Sometimes the mirror lies. But the problem I believe is not the tool… rather the user.
Here are four Mirror pitfalls that can deceive us while practicing our visual wonders:
1. The mirror reflects the performer’s view point, not what the audience sees. There has been trend in recent sleight of hand where the move has become the magic. In other words, sleights that were once designed to be used in the invisible moments now have blatantly become the magic moment.
Using quick movements, such as snapping motions and adding elastic threads to props, rapid fire sleights have become the actual effects! Stunning vanishes and appearances of small objects are all the rage. (The classic Retention Vanish of a coin can be seen as a precursor example of this. Or in card magic, think of the Snap Change.)

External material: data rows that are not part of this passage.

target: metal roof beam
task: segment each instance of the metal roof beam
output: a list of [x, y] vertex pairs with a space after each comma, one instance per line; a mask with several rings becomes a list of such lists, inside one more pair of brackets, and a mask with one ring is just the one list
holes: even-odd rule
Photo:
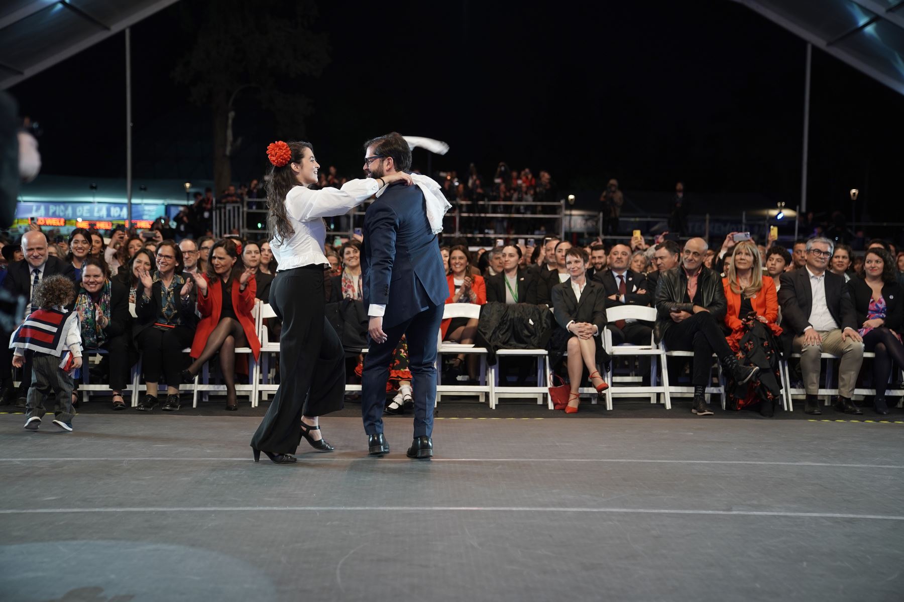
[[14, 23], [26, 19], [35, 13], [44, 10], [51, 5], [55, 5], [57, 0], [32, 0], [28, 5], [17, 11], [13, 11], [8, 14], [0, 15], [0, 29], [8, 27]]
[[881, 72], [878, 69], [872, 67], [869, 63], [866, 63], [858, 59], [857, 57], [852, 55], [851, 53], [844, 51], [843, 49], [839, 48], [838, 46], [829, 45], [826, 40], [822, 39], [821, 37], [815, 34], [813, 32], [800, 25], [799, 23], [789, 20], [788, 18], [785, 17], [782, 14], [778, 14], [777, 13], [776, 13], [775, 11], [771, 10], [767, 6], [764, 6], [759, 2], [757, 2], [757, 0], [734, 0], [734, 1], [737, 2], [738, 4], [744, 5], [745, 6], [747, 6], [748, 8], [756, 13], [760, 14], [769, 21], [772, 21], [773, 23], [791, 32], [795, 35], [809, 42], [816, 48], [822, 49], [823, 51], [835, 57], [839, 60], [847, 63], [851, 67], [853, 67], [858, 71], [865, 73], [866, 75], [870, 76], [876, 81], [879, 81], [888, 86], [889, 88], [898, 92], [899, 94], [904, 95], [904, 82], [899, 79], [895, 79], [894, 78], [889, 77], [888, 75]]
[[166, 8], [170, 5], [175, 4], [177, 1], [178, 0], [157, 0], [157, 2], [155, 2], [154, 4], [149, 5], [148, 6], [146, 6], [145, 8], [139, 11], [136, 11], [134, 13], [127, 14], [119, 21], [110, 23], [108, 30], [93, 33], [86, 38], [83, 38], [82, 40], [80, 40], [78, 42], [71, 44], [71, 46], [60, 49], [59, 51], [55, 52], [52, 56], [45, 59], [44, 60], [42, 60], [39, 63], [36, 63], [34, 65], [30, 65], [24, 68], [24, 69], [22, 69], [24, 73], [22, 73], [21, 75], [14, 75], [0, 79], [0, 90], [6, 89], [11, 86], [14, 86], [20, 81], [27, 79], [28, 78], [37, 73], [40, 73], [45, 69], [52, 67], [61, 60], [65, 60], [71, 56], [78, 54], [86, 48], [89, 48], [94, 44], [98, 43], [99, 42], [106, 40], [109, 36], [118, 33], [127, 27], [134, 25], [139, 21], [154, 14], [157, 11], [163, 10], [164, 8]]
[[876, 0], [852, 0], [855, 4], [860, 5], [863, 8], [872, 13], [875, 13], [881, 18], [885, 19], [889, 23], [894, 23], [904, 29], [904, 14], [898, 14], [897, 13], [892, 13], [891, 9], [898, 8], [900, 3], [894, 5], [893, 6], [886, 7], [881, 3], [876, 2]]

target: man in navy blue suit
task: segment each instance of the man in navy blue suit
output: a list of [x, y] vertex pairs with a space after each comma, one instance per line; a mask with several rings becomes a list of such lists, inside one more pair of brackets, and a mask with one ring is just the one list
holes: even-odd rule
[[[365, 149], [364, 171], [372, 178], [411, 169], [411, 150], [399, 134], [374, 138]], [[437, 340], [448, 284], [435, 234], [438, 230], [428, 218], [432, 192], [439, 186], [424, 176], [414, 177], [414, 183], [381, 188], [364, 214], [362, 269], [370, 347], [362, 373], [361, 412], [369, 453], [388, 453], [382, 420], [386, 380], [392, 351], [405, 335], [414, 390], [414, 440], [408, 457], [428, 459], [433, 456]], [[432, 215], [435, 219], [436, 212]]]

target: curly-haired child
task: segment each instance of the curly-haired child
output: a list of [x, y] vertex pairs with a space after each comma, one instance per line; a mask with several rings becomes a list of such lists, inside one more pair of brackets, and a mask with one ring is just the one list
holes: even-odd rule
[[72, 281], [47, 276], [34, 287], [34, 305], [9, 341], [13, 366], [21, 367], [32, 355], [32, 386], [25, 405], [25, 429], [37, 431], [44, 415], [44, 396], [56, 394], [53, 423], [72, 431], [72, 372], [81, 367], [81, 332], [74, 312], [64, 308], [75, 297]]

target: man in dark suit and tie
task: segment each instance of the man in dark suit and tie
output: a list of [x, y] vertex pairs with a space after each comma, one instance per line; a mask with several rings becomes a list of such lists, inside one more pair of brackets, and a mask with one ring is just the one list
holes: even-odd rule
[[[627, 268], [631, 262], [631, 247], [627, 245], [615, 245], [609, 249], [607, 270], [598, 272], [594, 281], [606, 289], [606, 307], [619, 305], [641, 305], [649, 307], [653, 301], [653, 291], [643, 274]], [[612, 332], [612, 344], [649, 345], [653, 326], [648, 322], [618, 320], [607, 324]]]
[[486, 301], [537, 304], [537, 282], [530, 270], [518, 267], [522, 251], [517, 245], [502, 248], [503, 271], [486, 279]]
[[806, 389], [804, 412], [823, 413], [818, 394], [820, 360], [824, 351], [842, 358], [835, 409], [847, 414], [862, 414], [852, 397], [863, 363], [863, 339], [857, 332], [857, 313], [844, 278], [826, 269], [833, 250], [834, 243], [828, 238], [811, 238], [805, 244], [804, 267], [781, 275], [778, 304], [782, 309], [782, 328], [793, 337], [793, 350], [800, 353]]
[[[6, 278], [3, 281], [3, 287], [14, 297], [24, 297], [25, 314], [31, 313], [34, 309], [32, 307], [32, 297], [34, 286], [47, 276], [61, 273], [73, 282], [75, 282], [75, 269], [71, 264], [51, 257], [47, 255], [47, 236], [40, 230], [26, 232], [22, 236], [22, 252], [25, 258], [11, 264]], [[24, 316], [16, 316], [16, 320], [21, 320]], [[12, 331], [5, 331], [4, 340], [9, 341]], [[3, 383], [2, 398], [5, 399], [13, 384], [12, 357], [8, 345], [0, 345], [0, 381]], [[24, 366], [22, 384], [20, 384], [16, 404], [25, 405], [25, 392], [32, 384], [32, 364], [26, 360]], [[21, 401], [21, 403], [20, 403]]]
[[[396, 133], [374, 138], [365, 147], [365, 169], [372, 178], [411, 169], [408, 142]], [[435, 198], [441, 191], [429, 178], [417, 176], [414, 183], [384, 187], [364, 214], [362, 267], [370, 346], [362, 373], [361, 412], [369, 453], [388, 453], [382, 420], [386, 380], [392, 351], [405, 335], [414, 389], [414, 440], [408, 457], [428, 459], [433, 456], [437, 339], [448, 297], [435, 234], [442, 228], [445, 202]], [[438, 202], [443, 202], [438, 224]]]

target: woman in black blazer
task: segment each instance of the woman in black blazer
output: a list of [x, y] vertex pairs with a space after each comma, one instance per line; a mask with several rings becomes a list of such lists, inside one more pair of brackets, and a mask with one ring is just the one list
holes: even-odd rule
[[[125, 410], [122, 392], [128, 381], [128, 292], [119, 282], [111, 280], [107, 264], [89, 255], [81, 265], [81, 282], [75, 298], [81, 346], [85, 350], [106, 349], [101, 367], [109, 371], [108, 382], [113, 392], [113, 409]], [[74, 391], [72, 394], [77, 394]]]
[[872, 384], [876, 389], [873, 408], [876, 413], [889, 413], [885, 403], [891, 369], [904, 367], [904, 345], [899, 334], [904, 323], [902, 290], [895, 274], [891, 255], [882, 248], [866, 252], [864, 277], [852, 278], [847, 283], [857, 312], [860, 335], [866, 351], [876, 354], [872, 364]]
[[196, 320], [190, 295], [194, 280], [183, 275], [182, 250], [172, 240], [157, 246], [156, 264], [153, 273], [146, 268], [138, 273], [133, 336], [142, 353], [147, 394], [136, 409], [150, 412], [157, 404], [157, 385], [163, 372], [167, 394], [162, 409], [174, 412], [180, 407], [179, 383], [184, 364], [182, 351], [194, 338]]
[[587, 277], [587, 251], [572, 246], [565, 252], [565, 269], [570, 278], [552, 287], [552, 311], [559, 326], [568, 332], [568, 375], [571, 384], [566, 413], [575, 413], [580, 405], [581, 375], [584, 366], [590, 383], [602, 393], [608, 386], [597, 368], [602, 352], [600, 338], [606, 328], [606, 290]]

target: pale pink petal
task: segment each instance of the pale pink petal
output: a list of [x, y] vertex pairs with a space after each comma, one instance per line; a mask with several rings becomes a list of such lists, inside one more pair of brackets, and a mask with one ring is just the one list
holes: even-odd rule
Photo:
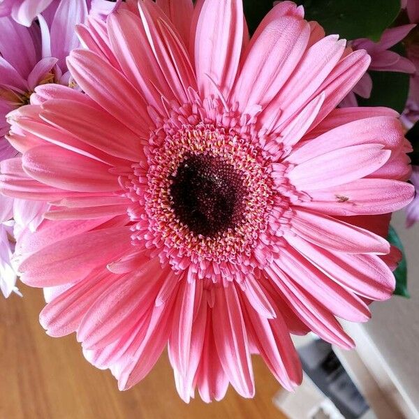
[[330, 278], [357, 294], [378, 300], [392, 295], [394, 275], [378, 256], [329, 251], [297, 236], [290, 235], [287, 241]]
[[74, 101], [56, 99], [43, 105], [40, 116], [80, 141], [112, 156], [131, 161], [145, 159], [141, 140], [103, 111]]
[[279, 310], [275, 318], [258, 316], [244, 300], [248, 321], [251, 324], [259, 352], [281, 385], [292, 391], [302, 380], [298, 355]]
[[313, 295], [335, 316], [355, 322], [365, 322], [371, 318], [368, 307], [360, 298], [334, 282], [291, 247], [283, 249], [276, 263], [290, 281]]
[[[232, 101], [244, 110], [267, 105], [293, 74], [309, 41], [307, 22], [274, 8], [252, 37]], [[260, 28], [263, 28], [263, 29]]]
[[325, 341], [346, 349], [355, 346], [341, 326], [329, 311], [309, 298], [275, 265], [266, 269], [269, 277], [283, 293], [290, 308], [307, 324], [311, 330]]
[[[146, 104], [119, 71], [96, 54], [80, 50], [72, 51], [67, 65], [77, 84], [91, 98], [133, 132], [147, 136], [150, 122]], [[135, 113], [126, 111], [131, 107]]]
[[360, 179], [332, 188], [310, 191], [301, 205], [329, 215], [393, 212], [411, 200], [414, 186], [392, 179]]
[[[344, 41], [330, 35], [307, 49], [292, 76], [263, 112], [263, 124], [272, 125], [274, 132], [280, 131], [282, 124], [314, 97], [316, 90], [341, 57], [344, 47]], [[309, 80], [307, 73], [311, 75]], [[278, 108], [283, 112], [277, 120], [272, 121]]]
[[12, 10], [13, 19], [26, 27], [30, 27], [37, 15], [45, 10], [52, 0], [23, 0], [15, 1]]
[[190, 22], [193, 14], [192, 0], [156, 0], [156, 3], [170, 19], [185, 45], [189, 45]]
[[[152, 260], [139, 265], [136, 272], [115, 277], [91, 305], [77, 331], [78, 341], [83, 348], [102, 348], [133, 328], [152, 307], [159, 286], [155, 270], [159, 261]], [[154, 281], [147, 275], [155, 275]]]
[[323, 189], [361, 179], [380, 168], [391, 152], [380, 144], [353, 145], [301, 163], [288, 174], [301, 191]]
[[[411, 3], [414, 2], [415, 0], [411, 1]], [[412, 22], [413, 21], [412, 20]], [[380, 49], [388, 50], [390, 47], [395, 45], [398, 42], [403, 41], [415, 27], [416, 25], [414, 24], [402, 24], [394, 28], [385, 29], [381, 35], [380, 42], [378, 43]]]
[[236, 391], [244, 397], [252, 397], [254, 378], [237, 291], [229, 284], [219, 287], [215, 294], [212, 322], [221, 365]]
[[41, 145], [26, 152], [22, 167], [34, 179], [50, 186], [78, 192], [120, 189], [108, 166], [55, 145]]
[[80, 42], [75, 27], [87, 17], [86, 0], [61, 0], [51, 24], [51, 54], [59, 60], [61, 68], [66, 68], [66, 57], [77, 48]]
[[[93, 240], [94, 239], [94, 240]], [[98, 247], [102, 249], [98, 253]], [[128, 228], [91, 231], [50, 244], [19, 266], [22, 282], [43, 287], [75, 282], [131, 247]]]
[[207, 312], [202, 360], [197, 372], [199, 394], [205, 403], [223, 399], [228, 387], [228, 378], [221, 365], [215, 345], [212, 312], [210, 310]]
[[[301, 147], [293, 151], [287, 158], [287, 161], [298, 164], [342, 147], [367, 145], [372, 143], [382, 144], [385, 148], [395, 150], [400, 147], [404, 139], [403, 127], [400, 122], [395, 118], [378, 116], [345, 124], [346, 118], [352, 117], [351, 111], [348, 111], [348, 116], [344, 113], [342, 119], [340, 119], [342, 113], [336, 114], [338, 119], [330, 120], [333, 124], [342, 122], [342, 125], [339, 125], [333, 129], [332, 126], [328, 124], [328, 131], [313, 140], [305, 143], [300, 142]], [[356, 115], [357, 114], [353, 115], [353, 117], [355, 118]], [[326, 127], [322, 131], [325, 129]], [[339, 138], [339, 141], [336, 141], [336, 138]]]
[[293, 230], [314, 244], [347, 253], [385, 254], [390, 251], [385, 240], [367, 230], [307, 210], [294, 212]]
[[243, 22], [241, 0], [204, 3], [195, 38], [195, 67], [203, 97], [217, 96], [211, 78], [223, 97], [228, 98], [240, 60]]

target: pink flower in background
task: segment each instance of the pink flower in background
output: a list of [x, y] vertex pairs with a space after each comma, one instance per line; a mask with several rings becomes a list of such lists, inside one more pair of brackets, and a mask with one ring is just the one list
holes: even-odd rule
[[406, 9], [409, 20], [419, 23], [419, 1], [418, 0], [402, 0], [402, 8]]
[[[383, 238], [410, 203], [397, 113], [335, 109], [369, 65], [284, 1], [251, 40], [240, 0], [127, 1], [78, 31], [84, 92], [38, 86], [9, 115], [22, 153], [1, 190], [50, 204], [20, 235], [42, 325], [73, 332], [121, 390], [168, 346], [179, 395], [254, 394], [251, 354], [287, 389], [290, 333], [353, 346], [389, 298], [399, 252]], [[138, 10], [138, 8], [139, 10]], [[314, 262], [315, 261], [315, 262]]]
[[0, 291], [7, 298], [14, 291], [19, 293], [16, 284], [16, 272], [12, 266], [14, 243], [13, 221], [0, 222]]
[[[416, 71], [415, 64], [408, 58], [402, 57], [389, 48], [404, 39], [416, 24], [405, 24], [385, 29], [379, 42], [374, 43], [367, 38], [355, 39], [351, 41], [354, 50], [365, 50], [371, 57], [369, 70], [374, 71], [395, 71], [413, 74]], [[341, 107], [358, 106], [356, 96], [368, 98], [371, 96], [372, 80], [368, 73], [362, 76], [352, 91], [344, 99]]]
[[[10, 17], [0, 17], [0, 161], [17, 154], [5, 138], [9, 130], [6, 115], [28, 103], [38, 85], [50, 82], [68, 84], [70, 73], [66, 57], [73, 48], [80, 46], [74, 27], [84, 22], [87, 15], [85, 0], [63, 0], [54, 1], [45, 10], [45, 18], [38, 16], [39, 26], [34, 24], [27, 28]], [[20, 141], [20, 137], [14, 135], [10, 138], [12, 142], [15, 140]], [[24, 230], [28, 228], [33, 230], [42, 219], [45, 203], [23, 201], [22, 205], [0, 196], [0, 222], [8, 223], [8, 237], [11, 240], [13, 235], [10, 233], [9, 221], [12, 217], [20, 220], [15, 223], [15, 229]], [[0, 254], [0, 264], [3, 265], [0, 269], [0, 281], [7, 296], [15, 283], [15, 274], [10, 274], [9, 263], [13, 246], [6, 247], [10, 242], [6, 240], [6, 227], [1, 224], [1, 228], [5, 247]]]
[[[416, 191], [419, 190], [419, 167], [413, 166], [412, 175], [410, 179]], [[406, 226], [411, 227], [419, 220], [419, 195], [416, 193], [415, 199], [406, 209]]]
[[[409, 0], [402, 4], [407, 8], [407, 14], [412, 23], [419, 23], [419, 1]], [[410, 79], [410, 88], [406, 109], [402, 120], [407, 129], [419, 121], [419, 29], [418, 27], [405, 42], [408, 58], [415, 66], [415, 73]]]

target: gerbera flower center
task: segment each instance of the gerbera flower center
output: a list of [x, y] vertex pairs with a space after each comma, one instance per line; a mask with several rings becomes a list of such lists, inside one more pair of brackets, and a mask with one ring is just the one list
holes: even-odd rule
[[214, 237], [243, 217], [246, 188], [241, 174], [209, 155], [191, 155], [172, 177], [170, 193], [179, 221], [196, 235]]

We are creating extra visual, live special effects with our moves. Trésor is a documentary of sorts, full of easy to perform moves like this. I believe we are evolving our performance in response to the CGI we see in the movies.
All of this is exciting for Magic in my opinion, but our friend the mirror is much older than these flashy moves. Mirror does not know these new sleights that often require different angles. (That was said tongue in cheek, I’m afraid it’s the performer who does not know the angles.) A magician can make perfect moves through the looking glass, which will reflect back the pure genius fruits of his creativity. But to a live audience that is sitting at the wrong angle, the secret to a genius effect can stick out like a brightly colored birthday card placed in the sympathy section. Beware!
Solution: Take a step back from the mirror, see if the move looks good from a broader angle. Use multiple mirrors to see different viewpoints.
2. The mirror gives instant feedback, not delayed feedback. The mirror is only good in the exact instant of the move. You may replay the way the move looked in your mind, but you may also misremember and lie to yourself.
Solution: Try practicing in slow motion and stopping at key points. Make a visual sweep around every angle and look at every hand position to see if it looks clean and natural. Fix each issue. Don’t forget to speed your performance back up to a normal, unsuspicious pace. You should never change pace, slower or faster, to execute a secret move in performance!
3. The mirror is only as good as your eyes. It never blinks, you do. So if you blink or tend to get tense before a sleight, you could blur your vision just enough to make something bad look acceptable. Funny as it may seem, it is even possible to train yourself to blink at the right time to make something look great! If you do this, consider also training your different audiences to blink in synchronization for you to hit the move each time… haha!
Solution: Use a clean mirror. Seriously, smudges detract light and hide errors. And know your body. If you feel tension building around a sleight, train yourself to relax. Please note, you must be relaxed during the whole performance, unnaturally relaxing just before a move could create a different tell. I believe, more than practicing being relaxed, practice being confident.
4. The mirror teaches us to look at our hands, not our audience. You can always tell a young magician who doesn’t perform much for real people. They stare at their hands intently while they perform. Maybe because they practice while staring at their hands. Eye contact is natural and creates misdirection away from the secret. Hand staring is unnatural in almost any profession, it conveys nervousness, and it directs people toward the secrets in sleight of hand.
Solution: Your practice must move beyond the mirror. You will not have a silver backed pane of glass in front of you when you get out to perform. So, once you get the move down, leave the mirror and practice in front of empty chairs or stuffed animals in chairs sitting at the correct eye level of a real audience. Practice the interaction. And then of course, move on to live performances for real feedback and growth!
An obvious solution to many of these pitfalls is the use of the video camera. Recording our practice gives us an audience perspective! Almost all of us have recording capabilities on our cell phones nowadays.
Video recording your practice is wonderful, but it’s laborious to rewatch, time consuming, and has it’s other faults, too. We’ll discuss all pros and cons of that soon enough! But don’t loose sight of the importance of classic mirror practice. Correct mirror practice moves quickly and can give you the necessary reps to get that muscle memory in shape! Don’t overlook the mirror.
Do you have any other mirror practice pitfalls or stories to share?